Потом я забрел в церковь. Впервые после возвращения в Нижний Бинфилд здесь не явились мне (во всяком случае, не показались) духи прошлого. Поскольку ничего не изменилось. Ничего, кроме паствы, лежавшей теперь на погосте. Даже подушечки, чтоб опускаться на колени, были, похоже, те же самые. И тот же запах пыли со сладковатым душком тлена. И — Бог ты мой! — та же дырка в оконном витраже, только сейчас, вечером, солнце светило с другой стороны и луч не полз по каменному полу. Темнели старые скамьи — до них еще не добрались, не заменили на ряды удобных стульев. Вот наша, а вот та, передняя, на которой ревел-грохотал Уэзерол, сражаясь с Шутером. «Сигон, царь Аморрейский, и Ог, царь Васанский!» И стертые подошвами плиты в проходе, с остатками едва различимых эпитафий особам, что покоились внизу. Я, кряхтя, присел посмотреть одну плиту возле нашей скамьи. Сохранившуюся на ней лишь по краям надпись я помнил наизусть. Она буквально врезалась мне в память; миллион раз, наверно, я перечитывал ее во время проповедей:
«Здесь... сон, дворянин
этого прикода... верно и
честно...
...
...обилие его
щедрот и добродетелей...
...
...возлюбленной супругой
Эмилией... ему семерык
дочерей...»
Помню, как озадачивала меня в детстве эта выбитая старинным шрифтом буква «х», которую я читал как «к». А может, раздумывал я ребенком, в старину так и говорили: «прикод», «семерык»? Отчего ж нынче произносят по-другому?
Послышалось шарканье шагов. Я поднял глаза. Притащилась персона в рясе, сам викарий.
Но я знал, кто этот священник! Старый Беттертон, и раньше служивший тут викарием, правда, не с тех самых пор, когда меня начали водить в церковь, а так примерно с 1904-го. Несмотря на совершенно побелевшие волосы, я сразу его узнал.

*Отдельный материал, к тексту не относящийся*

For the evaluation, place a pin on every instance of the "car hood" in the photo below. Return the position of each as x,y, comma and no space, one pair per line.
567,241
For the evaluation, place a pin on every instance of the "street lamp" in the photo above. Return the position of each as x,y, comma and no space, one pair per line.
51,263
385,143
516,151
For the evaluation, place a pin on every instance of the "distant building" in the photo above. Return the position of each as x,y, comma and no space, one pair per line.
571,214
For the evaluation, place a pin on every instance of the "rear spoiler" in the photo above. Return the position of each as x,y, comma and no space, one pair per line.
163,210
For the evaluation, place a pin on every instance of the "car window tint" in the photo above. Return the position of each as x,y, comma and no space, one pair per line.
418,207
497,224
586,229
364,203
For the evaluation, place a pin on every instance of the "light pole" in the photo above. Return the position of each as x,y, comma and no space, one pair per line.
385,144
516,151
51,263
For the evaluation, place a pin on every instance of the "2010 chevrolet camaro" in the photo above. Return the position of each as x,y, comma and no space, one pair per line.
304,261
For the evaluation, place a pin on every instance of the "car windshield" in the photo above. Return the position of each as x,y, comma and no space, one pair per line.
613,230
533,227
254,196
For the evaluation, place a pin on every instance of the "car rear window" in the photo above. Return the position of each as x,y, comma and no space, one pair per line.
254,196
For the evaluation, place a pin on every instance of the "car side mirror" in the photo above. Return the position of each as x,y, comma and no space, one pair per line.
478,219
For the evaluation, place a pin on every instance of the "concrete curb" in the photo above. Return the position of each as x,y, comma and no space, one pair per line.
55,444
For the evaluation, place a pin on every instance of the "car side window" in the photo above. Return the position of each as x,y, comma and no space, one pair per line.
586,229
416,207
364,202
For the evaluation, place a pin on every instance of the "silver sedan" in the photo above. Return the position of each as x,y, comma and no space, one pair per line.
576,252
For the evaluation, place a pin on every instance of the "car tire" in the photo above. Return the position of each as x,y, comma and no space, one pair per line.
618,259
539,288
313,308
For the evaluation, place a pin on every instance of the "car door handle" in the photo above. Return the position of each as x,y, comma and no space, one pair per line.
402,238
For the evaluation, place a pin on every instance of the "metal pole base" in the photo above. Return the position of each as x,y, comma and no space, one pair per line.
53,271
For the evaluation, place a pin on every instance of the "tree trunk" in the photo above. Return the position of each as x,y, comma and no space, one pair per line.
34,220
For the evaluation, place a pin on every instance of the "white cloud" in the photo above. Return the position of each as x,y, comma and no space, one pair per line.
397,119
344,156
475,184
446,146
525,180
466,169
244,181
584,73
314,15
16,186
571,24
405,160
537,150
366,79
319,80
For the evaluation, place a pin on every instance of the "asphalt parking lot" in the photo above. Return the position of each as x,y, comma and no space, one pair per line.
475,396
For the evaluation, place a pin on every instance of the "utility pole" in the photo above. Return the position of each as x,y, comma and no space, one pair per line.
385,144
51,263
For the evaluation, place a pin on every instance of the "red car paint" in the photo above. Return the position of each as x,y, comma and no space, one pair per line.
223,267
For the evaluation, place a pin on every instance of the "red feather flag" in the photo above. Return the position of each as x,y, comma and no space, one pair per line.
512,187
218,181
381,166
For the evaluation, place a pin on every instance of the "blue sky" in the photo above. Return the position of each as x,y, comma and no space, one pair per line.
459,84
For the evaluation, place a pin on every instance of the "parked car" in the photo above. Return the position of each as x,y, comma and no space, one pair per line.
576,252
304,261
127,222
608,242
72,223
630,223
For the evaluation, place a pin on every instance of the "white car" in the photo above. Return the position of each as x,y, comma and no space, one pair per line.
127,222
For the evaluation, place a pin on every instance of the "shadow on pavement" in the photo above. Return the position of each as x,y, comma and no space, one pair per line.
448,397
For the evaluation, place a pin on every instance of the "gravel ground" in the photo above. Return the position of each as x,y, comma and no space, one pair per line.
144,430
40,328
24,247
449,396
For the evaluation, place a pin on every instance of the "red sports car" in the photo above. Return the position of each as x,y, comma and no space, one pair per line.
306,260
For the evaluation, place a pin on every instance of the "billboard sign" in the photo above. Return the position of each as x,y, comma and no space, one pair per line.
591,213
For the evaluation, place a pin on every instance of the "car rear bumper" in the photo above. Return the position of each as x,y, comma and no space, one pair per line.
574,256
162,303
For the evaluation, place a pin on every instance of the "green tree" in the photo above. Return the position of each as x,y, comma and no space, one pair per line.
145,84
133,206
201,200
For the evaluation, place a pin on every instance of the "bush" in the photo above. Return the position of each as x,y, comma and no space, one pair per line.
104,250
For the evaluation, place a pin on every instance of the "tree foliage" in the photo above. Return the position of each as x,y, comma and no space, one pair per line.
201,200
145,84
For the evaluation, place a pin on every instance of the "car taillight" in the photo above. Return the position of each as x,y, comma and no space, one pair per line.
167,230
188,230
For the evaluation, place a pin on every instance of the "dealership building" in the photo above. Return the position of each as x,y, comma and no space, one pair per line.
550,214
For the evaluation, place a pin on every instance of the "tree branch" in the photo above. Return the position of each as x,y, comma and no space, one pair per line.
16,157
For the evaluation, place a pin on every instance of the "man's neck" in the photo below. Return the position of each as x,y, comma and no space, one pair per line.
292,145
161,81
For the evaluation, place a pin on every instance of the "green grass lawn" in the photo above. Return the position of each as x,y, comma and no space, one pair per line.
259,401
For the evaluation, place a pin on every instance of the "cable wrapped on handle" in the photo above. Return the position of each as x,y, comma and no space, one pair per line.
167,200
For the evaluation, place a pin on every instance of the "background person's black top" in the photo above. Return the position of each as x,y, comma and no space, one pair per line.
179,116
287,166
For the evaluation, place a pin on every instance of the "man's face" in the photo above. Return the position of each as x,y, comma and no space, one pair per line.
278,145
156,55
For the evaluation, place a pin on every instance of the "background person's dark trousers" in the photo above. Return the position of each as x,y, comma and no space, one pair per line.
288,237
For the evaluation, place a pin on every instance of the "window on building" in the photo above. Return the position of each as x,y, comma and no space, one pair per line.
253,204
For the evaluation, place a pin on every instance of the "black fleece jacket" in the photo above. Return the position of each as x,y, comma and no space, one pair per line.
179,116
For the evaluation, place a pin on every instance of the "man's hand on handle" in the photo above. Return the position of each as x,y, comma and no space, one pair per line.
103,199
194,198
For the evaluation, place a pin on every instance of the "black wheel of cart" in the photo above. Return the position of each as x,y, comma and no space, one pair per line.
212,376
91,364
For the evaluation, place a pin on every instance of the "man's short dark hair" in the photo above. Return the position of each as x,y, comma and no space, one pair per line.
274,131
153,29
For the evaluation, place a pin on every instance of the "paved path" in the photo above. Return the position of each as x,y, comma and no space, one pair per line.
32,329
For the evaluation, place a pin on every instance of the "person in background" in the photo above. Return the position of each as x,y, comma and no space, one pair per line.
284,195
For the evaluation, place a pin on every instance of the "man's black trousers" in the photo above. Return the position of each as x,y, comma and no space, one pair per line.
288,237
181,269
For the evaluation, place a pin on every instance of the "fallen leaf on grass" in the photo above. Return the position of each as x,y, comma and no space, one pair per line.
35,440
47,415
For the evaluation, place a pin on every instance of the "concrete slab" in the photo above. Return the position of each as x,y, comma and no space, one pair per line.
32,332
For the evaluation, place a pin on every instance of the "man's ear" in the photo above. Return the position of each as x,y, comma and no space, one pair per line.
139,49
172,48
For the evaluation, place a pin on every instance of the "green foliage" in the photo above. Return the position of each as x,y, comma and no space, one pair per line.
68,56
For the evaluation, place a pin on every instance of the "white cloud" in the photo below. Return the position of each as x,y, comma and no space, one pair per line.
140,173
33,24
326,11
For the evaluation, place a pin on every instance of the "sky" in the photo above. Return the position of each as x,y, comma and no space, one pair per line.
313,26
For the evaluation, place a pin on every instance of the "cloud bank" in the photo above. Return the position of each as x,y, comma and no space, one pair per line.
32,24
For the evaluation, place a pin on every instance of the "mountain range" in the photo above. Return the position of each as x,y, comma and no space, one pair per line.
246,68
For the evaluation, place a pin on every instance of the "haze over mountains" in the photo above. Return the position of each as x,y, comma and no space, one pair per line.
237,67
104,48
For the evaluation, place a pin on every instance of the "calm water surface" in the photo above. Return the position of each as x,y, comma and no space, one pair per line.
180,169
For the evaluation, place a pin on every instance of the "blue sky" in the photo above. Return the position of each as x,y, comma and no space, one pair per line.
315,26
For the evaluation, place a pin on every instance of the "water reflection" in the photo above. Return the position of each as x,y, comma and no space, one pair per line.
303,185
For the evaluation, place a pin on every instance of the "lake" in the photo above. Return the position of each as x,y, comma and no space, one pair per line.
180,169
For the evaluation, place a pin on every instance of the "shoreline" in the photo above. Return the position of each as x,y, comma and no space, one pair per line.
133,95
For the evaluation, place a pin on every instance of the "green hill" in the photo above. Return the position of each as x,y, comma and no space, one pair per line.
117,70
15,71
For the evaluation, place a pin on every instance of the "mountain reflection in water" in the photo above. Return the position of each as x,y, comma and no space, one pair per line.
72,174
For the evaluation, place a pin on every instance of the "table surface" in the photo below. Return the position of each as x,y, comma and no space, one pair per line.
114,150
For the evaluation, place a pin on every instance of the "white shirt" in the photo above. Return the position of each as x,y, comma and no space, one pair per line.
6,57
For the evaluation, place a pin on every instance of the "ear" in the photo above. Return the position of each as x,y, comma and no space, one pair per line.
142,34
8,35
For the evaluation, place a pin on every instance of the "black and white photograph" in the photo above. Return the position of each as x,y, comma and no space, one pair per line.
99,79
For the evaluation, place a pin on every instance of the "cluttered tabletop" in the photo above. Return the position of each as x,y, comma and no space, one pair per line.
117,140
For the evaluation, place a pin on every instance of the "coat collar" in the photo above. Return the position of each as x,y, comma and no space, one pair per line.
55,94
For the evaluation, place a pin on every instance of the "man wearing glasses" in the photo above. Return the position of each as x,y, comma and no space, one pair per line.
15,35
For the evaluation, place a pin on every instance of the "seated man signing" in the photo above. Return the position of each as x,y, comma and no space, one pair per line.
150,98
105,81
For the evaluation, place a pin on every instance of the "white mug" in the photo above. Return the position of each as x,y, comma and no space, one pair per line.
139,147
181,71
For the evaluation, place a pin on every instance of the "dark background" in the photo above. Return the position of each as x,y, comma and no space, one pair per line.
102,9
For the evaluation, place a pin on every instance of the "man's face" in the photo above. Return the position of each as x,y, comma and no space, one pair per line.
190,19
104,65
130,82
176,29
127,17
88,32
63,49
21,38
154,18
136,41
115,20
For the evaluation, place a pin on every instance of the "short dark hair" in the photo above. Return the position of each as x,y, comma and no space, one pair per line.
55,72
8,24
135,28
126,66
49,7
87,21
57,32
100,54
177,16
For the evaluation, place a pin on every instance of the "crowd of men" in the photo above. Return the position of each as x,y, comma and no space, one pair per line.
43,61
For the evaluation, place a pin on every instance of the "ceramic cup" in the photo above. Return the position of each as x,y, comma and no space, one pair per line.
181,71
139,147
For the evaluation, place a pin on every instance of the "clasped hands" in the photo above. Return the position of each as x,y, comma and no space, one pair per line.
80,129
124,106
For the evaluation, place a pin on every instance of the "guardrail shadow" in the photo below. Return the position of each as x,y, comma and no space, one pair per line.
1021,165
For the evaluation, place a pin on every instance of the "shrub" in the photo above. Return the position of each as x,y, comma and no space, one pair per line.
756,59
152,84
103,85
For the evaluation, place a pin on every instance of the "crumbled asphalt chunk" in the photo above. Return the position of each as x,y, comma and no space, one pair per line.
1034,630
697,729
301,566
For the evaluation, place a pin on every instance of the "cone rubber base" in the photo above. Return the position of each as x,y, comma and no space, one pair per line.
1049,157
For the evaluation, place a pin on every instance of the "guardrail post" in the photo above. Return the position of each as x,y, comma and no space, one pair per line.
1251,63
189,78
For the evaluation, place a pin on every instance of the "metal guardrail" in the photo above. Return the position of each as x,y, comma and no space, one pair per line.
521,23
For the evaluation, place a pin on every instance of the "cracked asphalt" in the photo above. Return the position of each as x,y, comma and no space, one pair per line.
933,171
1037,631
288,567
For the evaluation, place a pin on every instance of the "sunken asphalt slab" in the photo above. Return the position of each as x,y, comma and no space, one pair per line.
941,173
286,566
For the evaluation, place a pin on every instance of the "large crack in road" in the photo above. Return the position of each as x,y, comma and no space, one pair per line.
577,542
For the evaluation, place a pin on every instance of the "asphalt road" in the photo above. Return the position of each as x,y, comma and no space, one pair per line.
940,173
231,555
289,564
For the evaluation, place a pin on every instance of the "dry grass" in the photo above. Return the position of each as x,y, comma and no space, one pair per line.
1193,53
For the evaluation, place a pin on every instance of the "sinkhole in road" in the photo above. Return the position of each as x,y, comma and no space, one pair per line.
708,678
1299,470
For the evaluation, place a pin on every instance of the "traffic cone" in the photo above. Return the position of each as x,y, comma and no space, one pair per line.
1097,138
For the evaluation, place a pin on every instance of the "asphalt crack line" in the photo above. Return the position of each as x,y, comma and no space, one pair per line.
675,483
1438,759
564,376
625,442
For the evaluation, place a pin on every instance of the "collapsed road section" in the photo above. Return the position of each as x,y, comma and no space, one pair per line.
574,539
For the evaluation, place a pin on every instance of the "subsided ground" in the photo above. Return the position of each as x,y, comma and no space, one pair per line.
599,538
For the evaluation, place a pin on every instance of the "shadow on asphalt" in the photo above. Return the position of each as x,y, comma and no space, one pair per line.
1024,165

А он не узнавал меня. Для него я был только экскурсантом, толстяком в синем костюме, зашедшим поглазеть. Он поздоровался и тотчас завел привычные речи: мол, если меня интересует история, передо мной замечательный архитектурный памятник, возведенный еще в эпоху саксов, и т.п. И бодро заковылял, показывая достопримечательности типа норманнской арки у входа в ризницу и медного барельефа с портретом сэра Родерика Бона, павшего в битве при Ньюбери. Я покорно плелся за ним с тем видом выпоротой собачонки, какой обычно наблюдается у среднего возраста делашей, когда их тащат по древним соборам или картинным галереям. Но сказал я ему, что мне здесь все доподлинно известно? Сказал, что я Джордж Боулинг и, даже если он меня не помнит, то помнит, разумеется, моего отца — Сэмюеля Боулинга; что я не только в течение десятка лет слушал его проповеди, подростком ходил на его занятия по подготовке к конфирмации, но даже был членом возглавлявшегося им Общества книголюбов и лишь в угоду ему взялся читать «Сезам и Лилии»? Нет, не сказал. Просто волокся вслед за ним, время от времени издавая невнятное мычание, как всегда, когда вам торжественно сообщают, что вон тому-то иль тому-то уже пять сотен лет, а вы не можете взять в толк, о чем тут говорить, какого дьявола смотреть на это. С первой секунды встречи со священником я решил не напоминать о себе, остаться заезжим незнакомцем. Как только позволили приличия, я бросил полшиллинга в церковную кружку и дунул к выходу.